On appeal from a criminal conviction, we construe the evidence favorably to the jury's verdict, and the defendant no longer enjoys a presumption of innocence.1  We do not weigh the evidence or resolve issues of witness credibility, but merely determine whether the jury was authorized to find the defendant guilty beyond a reasonable doubt.2

So viewed, the evidence shows that on October 26, 2001, William Nelson was drinking alcohol with friends.   Harris, who lived nearby, joined the group and began arguing with one of Nelson's friends.   When Nelson told them to argue somewhere else, Harris confronted Nelson verbally, then approached him with a knife.   Nelson attempted to protect himself with a grill top, but Harris stabbed him several times, including in the face, arm, leg, and back.   The wound to his back caused serious and life-threatening injuries, as the knife lacerated Nelson's liver and punctured his lung.

Harris informed police that she stabbed Nelson after he attacked her with the grill top, tossed food seasoning in her face, and hit her with a 12-pack of beer.   Responding officers, however, saw no injuries on Harris, and Harris told a friend that she stabbed Nelson because he threw water on her.   Nelson also testified that, although he may have cursed at Harris before the stabbing, he did not beat her or throw anything at her.

The state charged Harris with four counts of aggravated assault, alleging that she cut Nelson in the leg, arm, and head, and stabbed him in the back.   The jury acquitted Harris of the charges relating to Nelson's leg, arm, and head, but it found her guilty of stabbing him in the back.   Challenging this conviction on appeal, Harris argues that she acted in self-defense.

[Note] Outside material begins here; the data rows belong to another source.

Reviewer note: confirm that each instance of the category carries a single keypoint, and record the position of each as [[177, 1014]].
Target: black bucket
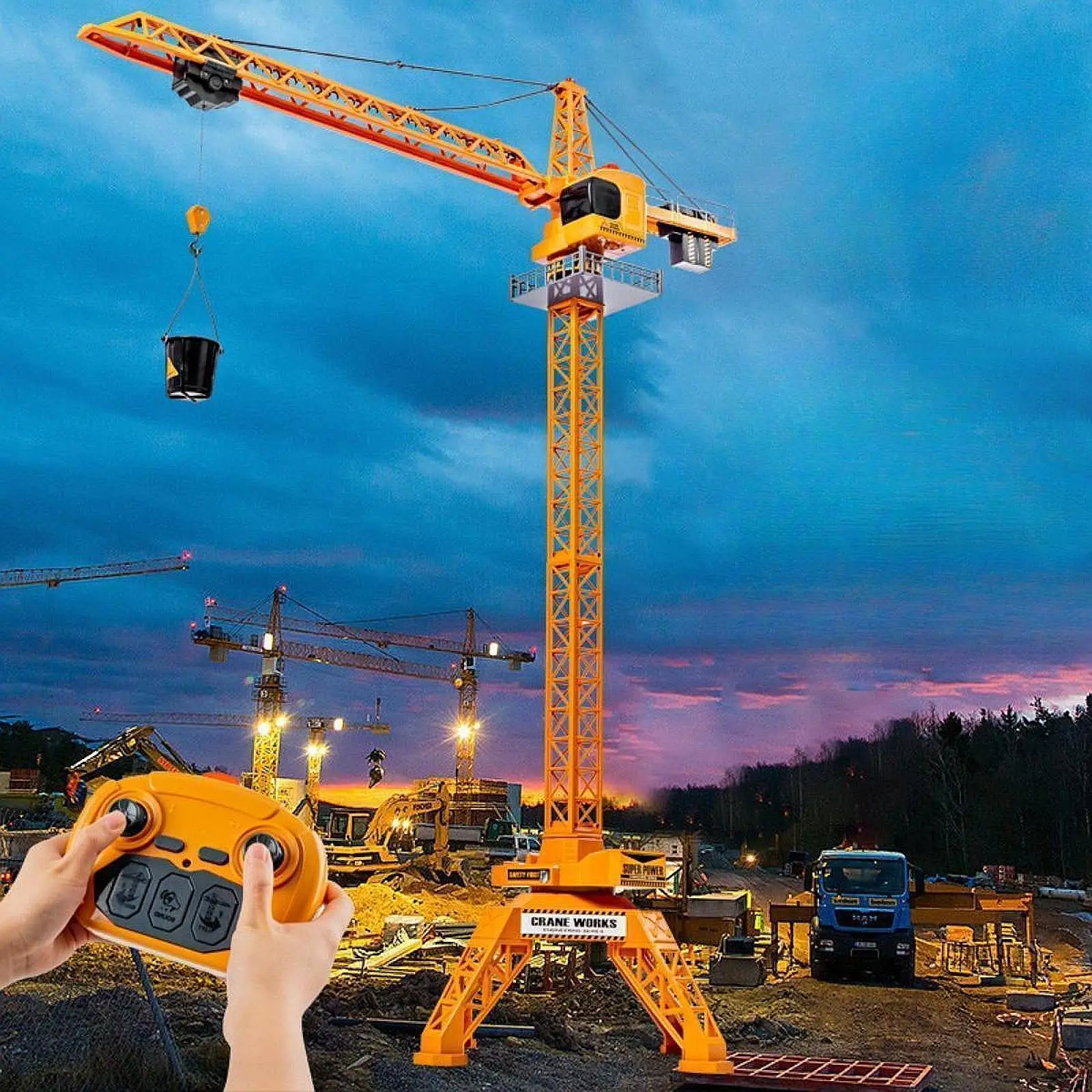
[[191, 367]]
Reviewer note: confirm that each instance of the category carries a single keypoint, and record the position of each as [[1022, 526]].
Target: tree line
[[953, 793]]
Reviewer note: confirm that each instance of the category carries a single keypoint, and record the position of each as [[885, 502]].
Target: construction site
[[822, 921]]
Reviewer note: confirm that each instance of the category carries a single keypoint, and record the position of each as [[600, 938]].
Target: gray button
[[171, 901], [129, 888], [216, 915]]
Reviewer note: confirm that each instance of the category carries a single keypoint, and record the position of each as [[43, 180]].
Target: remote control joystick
[[136, 816], [276, 850], [173, 885]]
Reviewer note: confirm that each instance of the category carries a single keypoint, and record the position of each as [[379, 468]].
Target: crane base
[[639, 944]]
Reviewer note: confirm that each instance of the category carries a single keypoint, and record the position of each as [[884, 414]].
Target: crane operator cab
[[603, 212]]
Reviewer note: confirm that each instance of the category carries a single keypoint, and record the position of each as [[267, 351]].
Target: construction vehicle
[[862, 912], [389, 846], [595, 216], [462, 674], [141, 743], [315, 751], [54, 578]]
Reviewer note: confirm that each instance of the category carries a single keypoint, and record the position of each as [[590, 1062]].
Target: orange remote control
[[172, 884]]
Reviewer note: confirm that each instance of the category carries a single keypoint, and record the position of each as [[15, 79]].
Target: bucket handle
[[196, 276]]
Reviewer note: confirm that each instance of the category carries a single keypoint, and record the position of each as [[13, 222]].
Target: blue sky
[[848, 470]]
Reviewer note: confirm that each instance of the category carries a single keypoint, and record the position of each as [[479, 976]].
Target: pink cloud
[[751, 699]]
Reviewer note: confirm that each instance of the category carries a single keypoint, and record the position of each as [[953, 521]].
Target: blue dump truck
[[862, 913]]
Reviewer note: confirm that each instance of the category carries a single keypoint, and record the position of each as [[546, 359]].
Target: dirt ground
[[87, 1026]]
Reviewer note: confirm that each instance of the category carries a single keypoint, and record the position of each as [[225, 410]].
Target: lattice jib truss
[[571, 149], [272, 83]]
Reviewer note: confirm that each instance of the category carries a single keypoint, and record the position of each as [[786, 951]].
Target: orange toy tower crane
[[53, 578], [595, 216], [463, 675], [315, 751]]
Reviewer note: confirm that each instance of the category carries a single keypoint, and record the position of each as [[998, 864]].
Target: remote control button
[[216, 915], [171, 901], [276, 850], [128, 890], [136, 816]]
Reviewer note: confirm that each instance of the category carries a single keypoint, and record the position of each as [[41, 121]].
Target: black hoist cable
[[196, 276]]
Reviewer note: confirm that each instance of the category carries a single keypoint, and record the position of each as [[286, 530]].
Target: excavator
[[141, 740], [389, 848]]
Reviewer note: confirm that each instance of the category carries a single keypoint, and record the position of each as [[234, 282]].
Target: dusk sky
[[848, 470]]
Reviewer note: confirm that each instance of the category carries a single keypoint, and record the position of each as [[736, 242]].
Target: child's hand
[[276, 970], [38, 930]]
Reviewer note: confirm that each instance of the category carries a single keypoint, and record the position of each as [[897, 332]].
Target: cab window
[[590, 197]]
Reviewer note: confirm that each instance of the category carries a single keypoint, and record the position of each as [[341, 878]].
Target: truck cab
[[513, 846], [862, 913]]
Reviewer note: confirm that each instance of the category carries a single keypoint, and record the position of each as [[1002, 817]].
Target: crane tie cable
[[482, 106], [387, 63]]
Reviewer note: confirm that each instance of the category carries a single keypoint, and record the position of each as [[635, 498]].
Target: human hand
[[276, 970], [38, 928]]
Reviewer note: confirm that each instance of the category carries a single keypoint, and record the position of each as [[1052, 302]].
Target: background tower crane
[[595, 216], [463, 675], [52, 578]]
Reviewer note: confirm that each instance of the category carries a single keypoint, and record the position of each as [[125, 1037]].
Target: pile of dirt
[[762, 1031], [375, 902]]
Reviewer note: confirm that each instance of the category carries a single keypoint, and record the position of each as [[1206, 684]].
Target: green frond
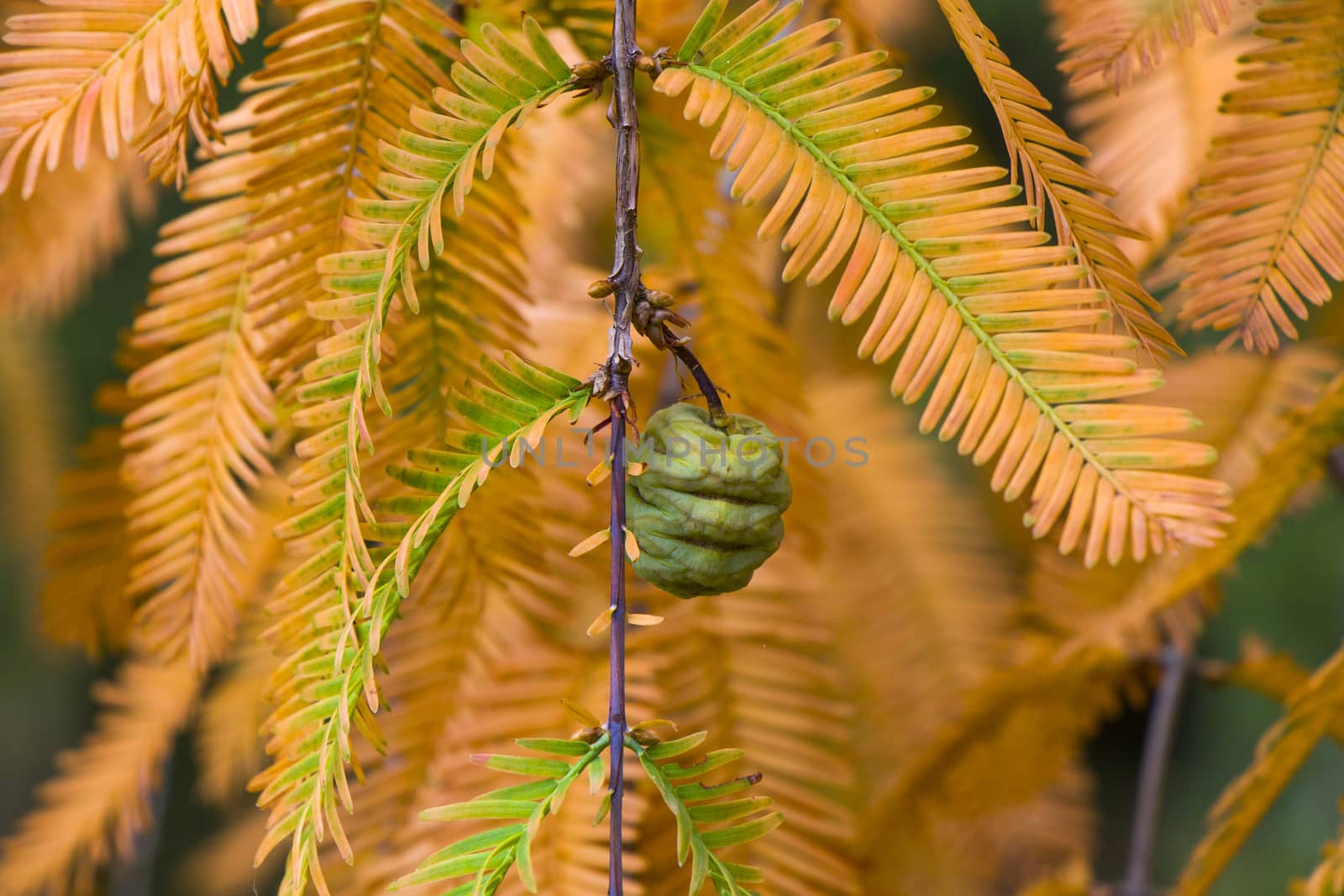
[[1121, 39], [1047, 161], [339, 81], [85, 67], [761, 668], [710, 817], [491, 555], [100, 799], [198, 443], [362, 286], [987, 318], [487, 857], [327, 685], [1263, 235], [586, 22], [1310, 712]]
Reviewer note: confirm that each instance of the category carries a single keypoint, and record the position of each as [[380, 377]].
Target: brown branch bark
[[1152, 773], [627, 282]]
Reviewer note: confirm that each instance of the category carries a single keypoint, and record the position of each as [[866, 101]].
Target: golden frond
[[84, 600], [927, 622], [340, 81], [100, 797], [1310, 712], [761, 667], [976, 308], [34, 443], [228, 745], [1068, 681], [222, 864], [1284, 437], [1149, 140], [198, 439], [1230, 392], [1047, 160], [1270, 673], [1265, 223], [326, 685], [54, 242], [1121, 39], [140, 73]]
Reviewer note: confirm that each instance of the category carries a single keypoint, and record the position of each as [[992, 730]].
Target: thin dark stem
[[1152, 772], [702, 379], [616, 723], [134, 875], [627, 285]]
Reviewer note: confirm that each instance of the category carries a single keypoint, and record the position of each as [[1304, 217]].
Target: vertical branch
[[625, 282], [1152, 772], [616, 723]]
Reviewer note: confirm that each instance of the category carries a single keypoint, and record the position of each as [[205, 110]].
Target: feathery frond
[[706, 821], [198, 441], [363, 285], [228, 732], [978, 309], [1046, 159], [93, 808], [327, 683], [1122, 39], [488, 856], [941, 578], [340, 81], [1270, 673], [1068, 683], [1281, 443], [1310, 712], [1267, 223], [84, 600], [54, 242], [761, 667], [91, 66], [1149, 140]]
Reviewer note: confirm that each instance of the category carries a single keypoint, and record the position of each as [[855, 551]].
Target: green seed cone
[[707, 512]]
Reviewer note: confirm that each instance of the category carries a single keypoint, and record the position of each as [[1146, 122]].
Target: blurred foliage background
[[1288, 590]]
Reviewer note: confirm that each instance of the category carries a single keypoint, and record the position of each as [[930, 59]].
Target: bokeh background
[[1288, 590]]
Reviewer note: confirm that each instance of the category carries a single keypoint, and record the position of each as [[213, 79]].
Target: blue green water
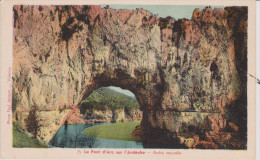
[[73, 137]]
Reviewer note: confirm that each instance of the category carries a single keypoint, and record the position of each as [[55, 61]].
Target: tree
[[32, 123]]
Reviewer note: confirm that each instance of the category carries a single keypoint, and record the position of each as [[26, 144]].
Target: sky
[[126, 92], [175, 11]]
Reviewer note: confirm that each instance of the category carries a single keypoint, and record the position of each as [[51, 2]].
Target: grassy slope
[[117, 131], [22, 140]]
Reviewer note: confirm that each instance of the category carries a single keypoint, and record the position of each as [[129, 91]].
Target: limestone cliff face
[[183, 73]]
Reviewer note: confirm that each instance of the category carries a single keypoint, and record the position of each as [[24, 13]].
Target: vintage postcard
[[128, 80]]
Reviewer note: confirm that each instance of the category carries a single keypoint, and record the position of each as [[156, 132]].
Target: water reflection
[[73, 137]]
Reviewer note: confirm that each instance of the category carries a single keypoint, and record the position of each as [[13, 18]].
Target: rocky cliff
[[184, 73]]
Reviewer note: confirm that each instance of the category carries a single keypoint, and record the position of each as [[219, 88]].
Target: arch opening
[[106, 118]]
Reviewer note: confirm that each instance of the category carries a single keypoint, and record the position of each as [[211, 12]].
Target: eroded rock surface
[[184, 73]]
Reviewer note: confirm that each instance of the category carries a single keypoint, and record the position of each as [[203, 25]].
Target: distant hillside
[[105, 98]]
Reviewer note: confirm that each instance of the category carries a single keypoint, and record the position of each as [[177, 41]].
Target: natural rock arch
[[62, 53]]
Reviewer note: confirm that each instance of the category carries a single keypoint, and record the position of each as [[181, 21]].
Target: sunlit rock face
[[183, 73]]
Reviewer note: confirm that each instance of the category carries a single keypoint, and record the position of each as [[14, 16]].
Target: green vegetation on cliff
[[117, 131], [105, 98], [21, 139]]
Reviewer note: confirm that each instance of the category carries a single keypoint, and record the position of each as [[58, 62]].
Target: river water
[[73, 137]]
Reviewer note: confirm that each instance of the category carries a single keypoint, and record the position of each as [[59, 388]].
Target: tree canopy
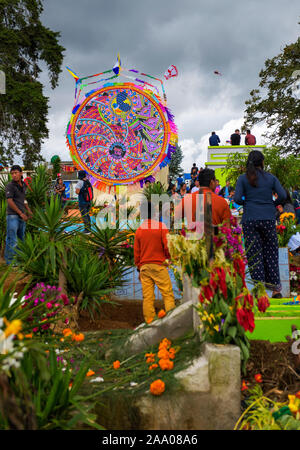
[[25, 43], [275, 102]]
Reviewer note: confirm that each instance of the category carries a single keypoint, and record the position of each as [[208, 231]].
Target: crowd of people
[[258, 192], [235, 139]]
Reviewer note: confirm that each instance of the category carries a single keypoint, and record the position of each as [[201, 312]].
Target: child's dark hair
[[254, 162]]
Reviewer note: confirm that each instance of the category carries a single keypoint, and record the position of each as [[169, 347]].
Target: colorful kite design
[[121, 133]]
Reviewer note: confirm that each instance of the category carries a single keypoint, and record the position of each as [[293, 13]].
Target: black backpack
[[86, 191]]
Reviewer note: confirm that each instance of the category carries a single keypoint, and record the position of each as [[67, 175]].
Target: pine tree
[[24, 43], [276, 104], [175, 169]]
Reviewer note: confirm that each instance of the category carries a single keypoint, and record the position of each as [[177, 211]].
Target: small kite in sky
[[171, 72]]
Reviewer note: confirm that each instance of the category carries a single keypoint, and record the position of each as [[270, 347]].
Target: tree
[[175, 169], [285, 168], [24, 43], [276, 103]]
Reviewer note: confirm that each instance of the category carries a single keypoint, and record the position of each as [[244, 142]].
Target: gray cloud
[[198, 36]]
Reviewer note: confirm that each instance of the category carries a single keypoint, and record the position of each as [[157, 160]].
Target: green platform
[[276, 323]]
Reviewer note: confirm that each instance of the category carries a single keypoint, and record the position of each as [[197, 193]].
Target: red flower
[[239, 267], [222, 280], [248, 299], [244, 386], [218, 240], [233, 221], [263, 303], [201, 298], [245, 318], [212, 282], [258, 378], [208, 292]]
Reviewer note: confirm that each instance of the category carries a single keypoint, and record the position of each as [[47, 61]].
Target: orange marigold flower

 Under OCGA § 16-3-21(a), a person is justified in using force that is intended or likely to cause death or great bodily injury if “she reasonably believes that such force is necessary to prevent death or great bodily injury to ․ herself.”   Harris told police that she stabbed Nelson to fend off his unprovoked physical attack.   Nelson, however, denied attacking her, and other evidence raised questions about Harris' self-defense claim.   As the arbiter of witness credibility, the jury was tasked with resolving this evidentiary conflict and determining whether the stabbing was justified.3  In doing so, it had “unlimited discretion to accept or reject [Harris'] testimony as a whole, or to accept it in part and reject it in part.” 4

 Given the evidence presented, the jury was authorized to disbelieve Harris' self-defense claim and find that she committed aggravated assault by stabbing Nelson in the back without justification, causing severe, life-threatening injuries.5  Although Harris now suggests that her acquittal on three counts of aggravated assault renders her conviction on the fourth count suspect, Georgia does not recognize an inconsistent verdict rule.6  She thus cannot “challenge the factual findings underlying a guilty verdict on one count as inconsistent with the findings underlying a not guilty verdict on a different count.” 7

Judgment affirmed.

FOOTNOTES

1.   Dukes v. State, 285 Ga.App. 172(1), 645 S.E.2d 664 (2007).

2.   Id.

3.   Id. at 173(1), 645 S.E.2d 664.

4.   (Punctuation and footnote omitted.)  Id.

5.   See id. at 173-174(1), 645 S.E.2d 664;  Chalvatzis v. State, 265 Ga.App. 699, 701-702(1), 595 S.E.2d 558 (2004);  OCGA § 16-5-21(a)(2) (a person commits aggravated assault when she assaults “[w]ith a deadly weapon or with any object, device, or instrument which, when used offensively against a person, is likely to or actually does result in serious bodily injury”).

6.   See Sullivan v. State, 277 Ga.App. 738, 741, 627 S.E.2d 437 (2006).

7.   (Citation omitted.)  Id.

JOHNSON, Presiding Judge.

BARNES, C.J., and PHIPPS, J., concur.